Embodying Julia’s voice, Williamson said, was complicated. In order to feel more comfortable, she started researching Julia. “There’s not that much out there about Julia because she wasn’t famous. She married someone who became famous,” Williamson said. Clark’s letters to Julia were particularly helpful, Williamson said.

“I was as true to things as I could be. There’s a lot in the poems that I learned about through historical research, but I also wanted to use her perspective,” she said. “She was a real person who had a complicated and sad life. She died of breast cancer when she was 29.”

Williamson spent roughly five years working on the book. It was selected by Allison Joseph as the winner of the Crab Orchard Series in Poetry’s 2018 Open Competition.

“I’d written and thought about Lewis and Clark for a really long time, then I became interested in Julia as a character because she was living far away from her home in a place that was very wild at the time.
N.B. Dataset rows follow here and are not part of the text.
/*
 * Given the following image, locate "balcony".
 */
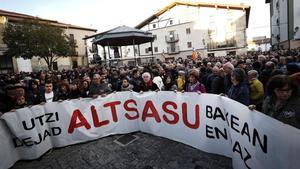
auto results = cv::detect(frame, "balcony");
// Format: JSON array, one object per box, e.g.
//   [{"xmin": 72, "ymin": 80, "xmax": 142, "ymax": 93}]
[
  {"xmin": 165, "ymin": 34, "xmax": 179, "ymax": 43},
  {"xmin": 167, "ymin": 46, "xmax": 180, "ymax": 55},
  {"xmin": 207, "ymin": 39, "xmax": 237, "ymax": 50}
]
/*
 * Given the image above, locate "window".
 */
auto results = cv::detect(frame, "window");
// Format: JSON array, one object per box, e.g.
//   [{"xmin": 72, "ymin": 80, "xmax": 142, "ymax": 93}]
[
  {"xmin": 70, "ymin": 34, "xmax": 74, "ymax": 40},
  {"xmin": 185, "ymin": 28, "xmax": 191, "ymax": 34},
  {"xmin": 84, "ymin": 35, "xmax": 89, "ymax": 45},
  {"xmin": 187, "ymin": 42, "xmax": 192, "ymax": 48}
]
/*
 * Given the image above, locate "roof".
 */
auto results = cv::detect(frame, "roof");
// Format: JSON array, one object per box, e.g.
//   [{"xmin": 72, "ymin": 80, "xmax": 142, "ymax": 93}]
[
  {"xmin": 90, "ymin": 26, "xmax": 154, "ymax": 46},
  {"xmin": 135, "ymin": 1, "xmax": 251, "ymax": 29},
  {"xmin": 0, "ymin": 9, "xmax": 97, "ymax": 32}
]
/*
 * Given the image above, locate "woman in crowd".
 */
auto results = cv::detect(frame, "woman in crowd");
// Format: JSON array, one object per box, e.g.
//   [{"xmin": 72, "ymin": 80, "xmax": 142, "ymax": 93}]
[
  {"xmin": 162, "ymin": 75, "xmax": 177, "ymax": 91},
  {"xmin": 152, "ymin": 69, "xmax": 164, "ymax": 90},
  {"xmin": 69, "ymin": 80, "xmax": 81, "ymax": 99},
  {"xmin": 26, "ymin": 80, "xmax": 42, "ymax": 105},
  {"xmin": 80, "ymin": 80, "xmax": 90, "ymax": 98},
  {"xmin": 248, "ymin": 70, "xmax": 264, "ymax": 111},
  {"xmin": 263, "ymin": 75, "xmax": 300, "ymax": 128},
  {"xmin": 185, "ymin": 69, "xmax": 206, "ymax": 93},
  {"xmin": 141, "ymin": 72, "xmax": 159, "ymax": 92},
  {"xmin": 121, "ymin": 78, "xmax": 133, "ymax": 91},
  {"xmin": 228, "ymin": 68, "xmax": 250, "ymax": 106},
  {"xmin": 57, "ymin": 82, "xmax": 70, "ymax": 100},
  {"xmin": 177, "ymin": 70, "xmax": 186, "ymax": 92}
]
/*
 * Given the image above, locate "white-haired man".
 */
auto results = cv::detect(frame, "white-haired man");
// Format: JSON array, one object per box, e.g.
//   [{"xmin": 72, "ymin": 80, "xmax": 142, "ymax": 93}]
[{"xmin": 223, "ymin": 62, "xmax": 234, "ymax": 94}]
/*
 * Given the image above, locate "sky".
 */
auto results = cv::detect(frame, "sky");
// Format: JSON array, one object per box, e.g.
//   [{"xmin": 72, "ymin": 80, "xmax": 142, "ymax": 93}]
[{"xmin": 0, "ymin": 0, "xmax": 270, "ymax": 38}]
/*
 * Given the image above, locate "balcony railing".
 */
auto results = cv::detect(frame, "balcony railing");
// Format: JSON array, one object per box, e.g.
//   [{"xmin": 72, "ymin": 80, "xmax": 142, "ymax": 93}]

I realized that I was doing the same thing in Montana,” Williamson said.

Williamson, the daughter of former Buchanan District representative on the Botetourt County Board of Supervisors John Williamson, received an undergraduate degree in poetry and anthropology from the University of Virginia before earning a Masters of Fine Arts in Poetry from the University of Arkansas. She currently teaches English at Carroll College in Montana.

Her first book, “Sweet Husk,” was the winner of the 2014 Perugia Press Prize and a finalist for the 2015 Virginia Library Award for Poetry.

“The River Where You Forgot My Name” can be ordered on the Southern Illinois University Press website at siupress.com.